Jednak w większości branż sytuacja jest wciąż słaba pod względem wzrostu płac.
– Spowolnienie gospodarcze szczególnie mocno wpłynęło na kondycję transportu, budownictwa czy handlu – przyznaje Robert Pater, ekonomista z Biura Inwestycji i Cykli Ekonomicznych. W tych branżach wynagrodzenia rosną wolniej niż w innych. Z ostatnich danych GUS porównujących realny wzrost płac w pierwszej połowie tego roku z sześcioma miesiącami zeszłego (w firmach), wynika, że nie jest on w przemyśle powszechny.

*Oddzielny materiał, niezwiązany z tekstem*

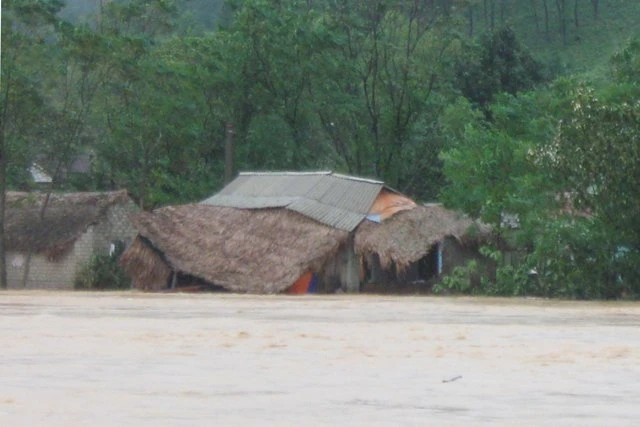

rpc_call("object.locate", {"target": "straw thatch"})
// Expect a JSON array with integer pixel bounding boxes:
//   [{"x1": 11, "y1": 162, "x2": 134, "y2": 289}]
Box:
[
  {"x1": 354, "y1": 204, "x2": 489, "y2": 270},
  {"x1": 121, "y1": 204, "x2": 348, "y2": 293},
  {"x1": 4, "y1": 190, "x2": 130, "y2": 261}
]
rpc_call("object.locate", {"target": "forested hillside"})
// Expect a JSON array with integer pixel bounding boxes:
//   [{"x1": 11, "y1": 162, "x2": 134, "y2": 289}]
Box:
[{"x1": 0, "y1": 0, "x2": 640, "y2": 298}]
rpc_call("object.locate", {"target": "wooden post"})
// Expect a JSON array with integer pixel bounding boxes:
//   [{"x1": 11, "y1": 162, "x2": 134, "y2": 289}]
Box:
[
  {"x1": 171, "y1": 270, "x2": 178, "y2": 289},
  {"x1": 224, "y1": 122, "x2": 236, "y2": 184},
  {"x1": 344, "y1": 237, "x2": 360, "y2": 293}
]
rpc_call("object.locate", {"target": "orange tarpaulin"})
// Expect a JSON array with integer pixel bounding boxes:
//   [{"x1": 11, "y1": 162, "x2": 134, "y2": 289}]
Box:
[
  {"x1": 369, "y1": 190, "x2": 416, "y2": 221},
  {"x1": 287, "y1": 271, "x2": 313, "y2": 294}
]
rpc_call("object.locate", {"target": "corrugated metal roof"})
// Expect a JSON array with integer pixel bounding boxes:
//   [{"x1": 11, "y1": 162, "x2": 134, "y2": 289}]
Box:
[{"x1": 201, "y1": 171, "x2": 386, "y2": 231}]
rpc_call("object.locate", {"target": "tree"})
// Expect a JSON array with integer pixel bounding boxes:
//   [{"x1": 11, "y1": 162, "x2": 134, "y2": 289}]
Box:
[
  {"x1": 552, "y1": 87, "x2": 640, "y2": 293},
  {"x1": 0, "y1": 0, "x2": 67, "y2": 288},
  {"x1": 456, "y1": 27, "x2": 545, "y2": 111}
]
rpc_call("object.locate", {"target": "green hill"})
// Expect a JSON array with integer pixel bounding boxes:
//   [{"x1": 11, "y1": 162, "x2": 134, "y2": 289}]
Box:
[{"x1": 466, "y1": 0, "x2": 640, "y2": 79}]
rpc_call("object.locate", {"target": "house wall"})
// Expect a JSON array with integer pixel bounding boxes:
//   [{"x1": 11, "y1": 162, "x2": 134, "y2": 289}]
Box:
[
  {"x1": 318, "y1": 236, "x2": 360, "y2": 293},
  {"x1": 7, "y1": 202, "x2": 137, "y2": 289},
  {"x1": 7, "y1": 227, "x2": 94, "y2": 289},
  {"x1": 93, "y1": 202, "x2": 139, "y2": 254}
]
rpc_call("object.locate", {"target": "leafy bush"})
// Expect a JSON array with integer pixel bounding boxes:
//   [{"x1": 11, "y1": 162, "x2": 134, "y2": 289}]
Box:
[{"x1": 74, "y1": 255, "x2": 131, "y2": 290}]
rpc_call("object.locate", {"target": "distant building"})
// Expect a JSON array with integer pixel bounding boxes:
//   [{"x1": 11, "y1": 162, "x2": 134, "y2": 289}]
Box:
[{"x1": 5, "y1": 191, "x2": 137, "y2": 289}]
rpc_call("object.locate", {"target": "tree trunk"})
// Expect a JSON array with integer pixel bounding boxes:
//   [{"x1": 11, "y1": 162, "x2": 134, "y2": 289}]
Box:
[
  {"x1": 224, "y1": 123, "x2": 236, "y2": 184},
  {"x1": 556, "y1": 0, "x2": 567, "y2": 45},
  {"x1": 500, "y1": 0, "x2": 507, "y2": 26},
  {"x1": 591, "y1": 0, "x2": 600, "y2": 20},
  {"x1": 542, "y1": 0, "x2": 549, "y2": 41},
  {"x1": 0, "y1": 133, "x2": 7, "y2": 289},
  {"x1": 531, "y1": 0, "x2": 540, "y2": 33}
]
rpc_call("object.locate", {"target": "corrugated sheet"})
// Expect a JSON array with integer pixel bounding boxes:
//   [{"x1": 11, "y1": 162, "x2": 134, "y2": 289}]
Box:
[{"x1": 202, "y1": 172, "x2": 384, "y2": 231}]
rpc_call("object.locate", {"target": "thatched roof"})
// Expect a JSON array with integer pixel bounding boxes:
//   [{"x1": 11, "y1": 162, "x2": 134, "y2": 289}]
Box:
[
  {"x1": 121, "y1": 204, "x2": 348, "y2": 293},
  {"x1": 4, "y1": 190, "x2": 130, "y2": 259},
  {"x1": 354, "y1": 204, "x2": 489, "y2": 269}
]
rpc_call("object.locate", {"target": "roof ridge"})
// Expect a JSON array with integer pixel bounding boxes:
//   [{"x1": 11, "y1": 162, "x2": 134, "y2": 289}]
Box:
[{"x1": 238, "y1": 171, "x2": 333, "y2": 176}]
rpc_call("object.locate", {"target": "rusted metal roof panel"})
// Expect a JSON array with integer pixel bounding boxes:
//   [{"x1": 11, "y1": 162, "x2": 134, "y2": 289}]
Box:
[{"x1": 202, "y1": 172, "x2": 384, "y2": 231}]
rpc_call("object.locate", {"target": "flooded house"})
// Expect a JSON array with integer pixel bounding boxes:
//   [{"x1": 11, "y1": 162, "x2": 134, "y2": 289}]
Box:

Płace rosną poniżej inflacji w firmach produkujących napoje, wyroby tytoniowe, w firmach poligraficznych, farmaceutycznych oraz transportowych.
Dodatkowo podwyżek nie odczuwają pracownicy firm technicznych i profesjonalnych oraz usługowo-finansowych. Nie ma realnych podwyżek w kopalniach oraz w energetyce.